What is your relationship with the client? Is the project explained to you before or during the shooting? Are there usually any common requests?
Usually before the shooting, I study the project.
I am pleased to look at and analyse the project tables, the photos that are already there and any reports by the architect. I do all this to try to understand the designer’s intention. This information allows me to take a more complete reading of the project when I am on site.
Are architects curious about your point of view?
Yes, they are curious to know how I see their work and this allows me expressive freedom during the shooting.
Are shots ever suggested to you?
In important works I would say no.
Do you take many photos during the shooting?
No, but not very few, either.
I like working with multiple light conditions and this leads me to repeat the same shot several times during the day.
In your career you have photographed authors who create an intimate architecture, such as Peter Zumthor or others who can be considered almost the opposite because they are very scenographic, such as BIG or Snohetta. How do you deal with such different architectures?
I photograph different authors with different approaches. I remember that when I photographed the Mine Zinc Museum I spent three days in the absolute silence of the Norwegian forest, reaching almost a state of symbiosis with the architecture I was photographing. After all that time I was able to perceive every slight variation of light and atmosphere capable of influencing the appearance of architecture.
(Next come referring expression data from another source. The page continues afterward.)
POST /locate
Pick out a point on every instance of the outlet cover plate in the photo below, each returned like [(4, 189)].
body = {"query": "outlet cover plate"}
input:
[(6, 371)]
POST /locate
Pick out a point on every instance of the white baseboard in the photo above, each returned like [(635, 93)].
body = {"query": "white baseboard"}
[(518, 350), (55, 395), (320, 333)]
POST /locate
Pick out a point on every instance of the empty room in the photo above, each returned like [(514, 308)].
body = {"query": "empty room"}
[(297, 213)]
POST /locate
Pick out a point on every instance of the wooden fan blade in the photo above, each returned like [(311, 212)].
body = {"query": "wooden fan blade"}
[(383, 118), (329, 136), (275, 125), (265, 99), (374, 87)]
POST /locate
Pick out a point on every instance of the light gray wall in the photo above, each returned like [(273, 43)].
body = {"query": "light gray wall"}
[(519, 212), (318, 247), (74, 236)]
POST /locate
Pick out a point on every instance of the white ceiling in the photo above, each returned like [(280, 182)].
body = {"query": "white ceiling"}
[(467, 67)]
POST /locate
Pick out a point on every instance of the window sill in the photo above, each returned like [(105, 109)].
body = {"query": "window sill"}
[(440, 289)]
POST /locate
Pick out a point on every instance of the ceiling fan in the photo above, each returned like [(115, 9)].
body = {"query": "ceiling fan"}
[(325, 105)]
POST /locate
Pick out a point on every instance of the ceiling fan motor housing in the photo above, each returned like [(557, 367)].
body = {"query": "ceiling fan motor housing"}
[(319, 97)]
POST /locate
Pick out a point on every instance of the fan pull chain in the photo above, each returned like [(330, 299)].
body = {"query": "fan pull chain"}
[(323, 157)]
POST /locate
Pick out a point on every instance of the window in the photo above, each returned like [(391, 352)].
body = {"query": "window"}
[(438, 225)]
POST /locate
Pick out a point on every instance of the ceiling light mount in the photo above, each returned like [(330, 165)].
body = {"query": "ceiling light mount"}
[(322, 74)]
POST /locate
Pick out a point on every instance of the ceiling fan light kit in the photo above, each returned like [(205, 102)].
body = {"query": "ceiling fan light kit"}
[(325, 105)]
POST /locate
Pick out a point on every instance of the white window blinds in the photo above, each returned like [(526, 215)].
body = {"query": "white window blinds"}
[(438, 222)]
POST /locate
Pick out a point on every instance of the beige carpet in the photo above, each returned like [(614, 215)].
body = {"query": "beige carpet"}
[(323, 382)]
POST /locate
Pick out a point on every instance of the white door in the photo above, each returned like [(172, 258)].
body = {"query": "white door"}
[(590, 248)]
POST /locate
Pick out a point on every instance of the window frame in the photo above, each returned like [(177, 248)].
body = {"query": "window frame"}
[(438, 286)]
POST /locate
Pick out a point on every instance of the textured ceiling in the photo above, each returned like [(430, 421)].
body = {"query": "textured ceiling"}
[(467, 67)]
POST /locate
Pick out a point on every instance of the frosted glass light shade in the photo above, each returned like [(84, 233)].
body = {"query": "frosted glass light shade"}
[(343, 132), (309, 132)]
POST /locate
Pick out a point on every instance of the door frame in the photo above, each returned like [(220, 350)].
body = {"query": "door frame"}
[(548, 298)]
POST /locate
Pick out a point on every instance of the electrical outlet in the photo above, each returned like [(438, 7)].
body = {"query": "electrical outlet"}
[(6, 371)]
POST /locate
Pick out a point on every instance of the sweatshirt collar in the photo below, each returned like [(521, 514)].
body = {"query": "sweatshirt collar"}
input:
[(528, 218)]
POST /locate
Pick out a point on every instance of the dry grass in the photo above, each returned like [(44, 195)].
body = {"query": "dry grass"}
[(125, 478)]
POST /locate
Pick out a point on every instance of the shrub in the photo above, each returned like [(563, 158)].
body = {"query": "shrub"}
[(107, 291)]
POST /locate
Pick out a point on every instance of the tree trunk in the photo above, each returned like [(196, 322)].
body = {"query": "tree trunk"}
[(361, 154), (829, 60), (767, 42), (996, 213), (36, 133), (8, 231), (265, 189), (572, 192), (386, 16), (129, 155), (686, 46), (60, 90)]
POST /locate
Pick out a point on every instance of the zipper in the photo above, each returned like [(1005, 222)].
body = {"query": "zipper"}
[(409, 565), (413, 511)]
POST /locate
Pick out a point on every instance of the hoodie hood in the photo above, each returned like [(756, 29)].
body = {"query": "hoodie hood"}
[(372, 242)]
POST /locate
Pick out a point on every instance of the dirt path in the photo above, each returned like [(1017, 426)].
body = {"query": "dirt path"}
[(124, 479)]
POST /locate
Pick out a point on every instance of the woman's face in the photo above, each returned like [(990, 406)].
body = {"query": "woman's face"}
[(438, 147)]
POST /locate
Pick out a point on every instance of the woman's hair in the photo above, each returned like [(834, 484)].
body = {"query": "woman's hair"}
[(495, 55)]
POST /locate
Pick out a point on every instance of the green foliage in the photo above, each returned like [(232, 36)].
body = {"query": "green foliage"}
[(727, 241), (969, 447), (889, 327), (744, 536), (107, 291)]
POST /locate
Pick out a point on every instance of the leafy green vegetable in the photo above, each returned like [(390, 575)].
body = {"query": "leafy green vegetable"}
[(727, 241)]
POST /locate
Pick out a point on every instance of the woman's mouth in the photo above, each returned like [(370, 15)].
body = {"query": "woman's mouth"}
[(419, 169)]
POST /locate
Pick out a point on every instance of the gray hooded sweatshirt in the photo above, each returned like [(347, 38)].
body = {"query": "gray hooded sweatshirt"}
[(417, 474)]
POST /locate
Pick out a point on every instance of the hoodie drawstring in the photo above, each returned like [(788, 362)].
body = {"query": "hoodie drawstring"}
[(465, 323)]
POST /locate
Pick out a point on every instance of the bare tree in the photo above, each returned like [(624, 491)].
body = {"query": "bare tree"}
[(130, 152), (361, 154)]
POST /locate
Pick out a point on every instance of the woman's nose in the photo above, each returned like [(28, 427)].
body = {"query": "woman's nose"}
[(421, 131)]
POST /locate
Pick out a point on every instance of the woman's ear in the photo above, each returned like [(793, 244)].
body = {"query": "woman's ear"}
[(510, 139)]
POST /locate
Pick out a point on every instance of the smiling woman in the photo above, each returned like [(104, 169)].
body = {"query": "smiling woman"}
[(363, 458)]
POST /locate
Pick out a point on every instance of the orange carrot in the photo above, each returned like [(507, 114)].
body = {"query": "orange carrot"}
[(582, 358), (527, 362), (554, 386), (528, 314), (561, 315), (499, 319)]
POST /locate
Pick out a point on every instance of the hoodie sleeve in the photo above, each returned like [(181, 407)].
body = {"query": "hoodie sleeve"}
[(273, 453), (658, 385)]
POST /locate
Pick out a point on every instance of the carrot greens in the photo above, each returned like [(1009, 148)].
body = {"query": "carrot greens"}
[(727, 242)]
This approach reminds me very much of nature photography.
When I did BIG’s “Amager Resource Centre” job, my shooting behaviour changed completely because it became dynamic and fast, almost like that of a photojournalist.
During a project when you understand that there is no need to take more photos?
In a nutshell, when I no longer want to take pictures.
In practice, when you have run out of energy?
No, I stop because I feel I am satisfied and therefore I no longer feel the need to continue.
Sometimes I take a few hours, sometimes I need days.
Do you think the photographer’s work can contribute to the understanding of a project?
It certainly adds another point of view. I would be very satisfied with my work if I knew that a person went to see an architectural work after having seen it in my photos.
I noticed, as in your case, that often an architect always calls the usual photographer. How do you explain this?
Maybe because he sees his architecture told in the way he would like to.
Being an architectural photographer also means moving around a lot. What is your relationship with travel?
I really like travelling. Actually, I really like the feeling of moving and crossing space. I find it equally exciting to walk the streets of a city or the countryside or move inside a building.
I really like travelling by motorbike and sometimes taking trips that are almost challenges. Years ago, I left Sanremo on a Vespa and ended up in Morocco!
I guess these trips aren’t for work …
In reality it was one of my first works, I had to do a report on the Lisbon Expo of ’98 that I published in Abitare. I was in Sanremo, I put the necessities in my backpack and started this long journey on my Vespa 125 Primavera, which took me across all of France and Spain.
Once I had arrived in Portugal, my destination was still a long way away because I had to reach many cities and interview different architects who had participated in the Expo. After having travelled all over Portugal I decided to go down to the Strait of Gibraltar and head towards Morocco. I returned to Liguria after two months.